Here is the second version of my patch, containing all the features agreed so far.



Cheers,
Chris

--- gk.h.orig	Thu Sep 18 00:12:10 2003
+++ gk.h	Thu Sep 18 00:13:43 2003
@@ -67,6 +67,9 @@
 	/** do some routines **/
 	void HouseKeeping(void);
 
+	/** Sets the process's user and group **/
+	static BOOL SetUserAndGroup(const PString &username);
+
 	//@}
 
 };
--- gk.cxx.orig	Wed Dec 11 07:30:52 2002
+++ gk.cxx	Thu Sep 18 00:41:12 2003
@@ -23,6 +23,7 @@
 #endif
 
 #ifndef WIN32
+#define HAS_SETUSERNAME
 #include <signal.h>
 #endif
 #include "gk.h"
@@ -210,7 +211,41 @@
 	return ExitFlag = true;
 }
 
+inline BOOL Gatekeeper::SetUserAndGroup(const PString &username)
+{
+	return false;
+}
+
 #else
+#  include <pwd.h>
+
+BOOL Gatekeeper::SetUserAndGroup(const PString &username)
+{
+#if defined(P_PTHREADS) && !defined(P_THREAD_SAFE_CLIB)

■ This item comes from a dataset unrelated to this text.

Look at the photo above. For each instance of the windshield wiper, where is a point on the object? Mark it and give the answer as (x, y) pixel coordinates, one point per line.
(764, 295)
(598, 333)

+	static const size_t MAX_PASSWORD_BUFSIZE = 1024;
+
+	struct passwd userdata;
+	struct passwd *userptr;
+	char buffer[MAX_PASSWORD_BUFSIZE];
+
+#if defined (P_LINUX) || defined (P_AIX) || defined(P_IRIX) || (__GNUC__>=3 && defined(P_SOLARIS)) || defined(P_RTEMS)
+	::getpwnam_r(username,
+	             &userdata,
+	             buffer,
+	             sizeof(buffer),
+	             &userptr);
+#else
+	userptr = ::getpwnam_r(username, &userdata, buffer, sizeof(buffer));
+#endif
+#else
+	struct passwd *userptr = ::getpwnam(username);
+#endif
+
+	return (userptr != NULL) &&
+	       (userptr->pw_name != NULL) &&
+	       (::setgid(userptr->pw_gid) == 0) &&
+	       (::setuid(userptr->pw_uid) == 0);
+}
 
 void UnixShutdownHandler(int sig)
 {
@@ -259,6 +294,7 @@
 		 "i-interface:"
 		 "l-timetolive:"
 		 "b-bandwidth:"
+		 "u-user:"
 #if PTRACING
 		 "t-trace."
 		 "o-output:"
@@ -363,6 +399,7 @@
 		"  -i  --interface IP : The IP that the gatekeeper listen to\n"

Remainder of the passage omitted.